The defective tires weren't identified by the American distributor or by any governmental entity--either Chinese or American. The Consumer Product Safety Commission does not have the authority to investigate products pre-market; it only has the power to institute product recalls (after a lengthy investigative process that is never swift--but which under Republican administrations is incredibly dragged out). Thus, a certain number of consumers must be sacrificed before the population can be protected from defective products. Earlier in our blog on defective Chinese jewelry, we cited the statistics on the effectiveness of product recalls: only about ten percent of recalled products are actually turned in by consumers in a typical recall, and ninety percent remain in circulation.
In this case, the defective Chinese tires were discovered by a trial lawyer investigating the deaths of two men killed after a sudden deflation and blow out on a Pennsylvania highway. The case is a further reminder of one of the original public policy advantages of a robust civil negligence system: in the absence of governmental regulation, potential civil liability can serve a protective function.
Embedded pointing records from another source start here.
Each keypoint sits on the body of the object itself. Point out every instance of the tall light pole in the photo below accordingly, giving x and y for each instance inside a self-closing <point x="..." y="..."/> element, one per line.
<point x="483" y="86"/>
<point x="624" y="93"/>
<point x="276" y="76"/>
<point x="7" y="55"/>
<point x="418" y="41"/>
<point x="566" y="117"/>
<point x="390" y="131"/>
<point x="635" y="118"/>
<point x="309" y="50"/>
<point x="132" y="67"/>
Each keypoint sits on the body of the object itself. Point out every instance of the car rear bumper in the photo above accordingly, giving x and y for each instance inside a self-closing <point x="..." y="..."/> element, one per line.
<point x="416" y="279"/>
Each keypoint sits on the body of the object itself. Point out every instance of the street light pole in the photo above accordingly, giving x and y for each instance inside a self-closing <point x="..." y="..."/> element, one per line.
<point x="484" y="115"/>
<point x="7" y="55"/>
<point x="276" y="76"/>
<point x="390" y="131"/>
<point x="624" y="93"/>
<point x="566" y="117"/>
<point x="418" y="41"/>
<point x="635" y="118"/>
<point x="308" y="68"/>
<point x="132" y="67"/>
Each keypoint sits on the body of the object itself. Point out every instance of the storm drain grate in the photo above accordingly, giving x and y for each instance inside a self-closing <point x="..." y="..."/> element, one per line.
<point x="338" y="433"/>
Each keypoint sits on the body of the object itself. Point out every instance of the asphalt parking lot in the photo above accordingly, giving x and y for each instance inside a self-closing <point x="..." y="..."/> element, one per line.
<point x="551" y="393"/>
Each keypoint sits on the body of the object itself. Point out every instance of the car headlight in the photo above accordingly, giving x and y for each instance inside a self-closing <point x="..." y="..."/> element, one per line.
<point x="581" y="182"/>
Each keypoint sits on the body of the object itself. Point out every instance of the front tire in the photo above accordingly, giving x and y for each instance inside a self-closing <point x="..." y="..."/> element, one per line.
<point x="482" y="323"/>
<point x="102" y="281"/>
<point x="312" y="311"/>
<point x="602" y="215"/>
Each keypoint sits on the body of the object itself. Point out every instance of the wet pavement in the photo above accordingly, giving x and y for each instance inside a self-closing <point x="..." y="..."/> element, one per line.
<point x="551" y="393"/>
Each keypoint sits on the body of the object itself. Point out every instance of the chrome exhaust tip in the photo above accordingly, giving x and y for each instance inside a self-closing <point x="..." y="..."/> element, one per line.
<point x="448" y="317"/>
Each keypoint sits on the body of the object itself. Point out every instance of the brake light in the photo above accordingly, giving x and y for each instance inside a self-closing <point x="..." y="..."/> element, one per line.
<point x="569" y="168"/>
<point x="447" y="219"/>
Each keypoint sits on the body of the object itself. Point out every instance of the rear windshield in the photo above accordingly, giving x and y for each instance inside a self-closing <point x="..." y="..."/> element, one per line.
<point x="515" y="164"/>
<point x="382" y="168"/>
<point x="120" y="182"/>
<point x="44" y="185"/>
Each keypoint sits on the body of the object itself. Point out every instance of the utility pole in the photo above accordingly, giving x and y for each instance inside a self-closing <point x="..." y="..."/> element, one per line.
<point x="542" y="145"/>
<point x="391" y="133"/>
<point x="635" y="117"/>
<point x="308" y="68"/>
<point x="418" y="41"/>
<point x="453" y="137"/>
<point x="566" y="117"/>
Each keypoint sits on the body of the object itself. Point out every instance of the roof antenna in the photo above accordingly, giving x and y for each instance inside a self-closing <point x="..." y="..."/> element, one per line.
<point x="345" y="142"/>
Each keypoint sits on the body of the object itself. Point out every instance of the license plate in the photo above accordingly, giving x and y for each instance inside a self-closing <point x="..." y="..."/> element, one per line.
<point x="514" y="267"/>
Sadly, in states like Michigan which don't allow product liability actions against the retailer, consumers have no remedy for defective products as the Chinese government doesn't allow service of process on its manufacturers. Not only does this deprive injury victims of compensation, but it also shifts the cost of debilitating accidents to the general population in the form of Medicaid and Social Security Disability. There is an additional cost, however. Since Michigan retailers have no liability exposure for marketing defective products, they are encouraged to purchase the cheapest products available, and they are not encouraged to investigate these products. As a result, American manufacturers, who are susceptible to service of process and to liability for defective products, bear additional burdens in the form of quality control and insurance coverage--making it more difficult for American products to be competitive in our own market.
If our Michigan legislators wanted to assist native manufacturing efforts and enhance the job market here, they would assure that product retailers must stand behind defective products: the effect would be to eliminate one of the legislative advantages that "tort reform" has bestowed upon foreign competitors. As we have seen, these competitors are taking advantage of their governmental-gifted immunity to dump cheap, defective products on our markets. Not surprisingly, the Chinese government has defended the tires being recalled and objected to the effort to remove them from the market.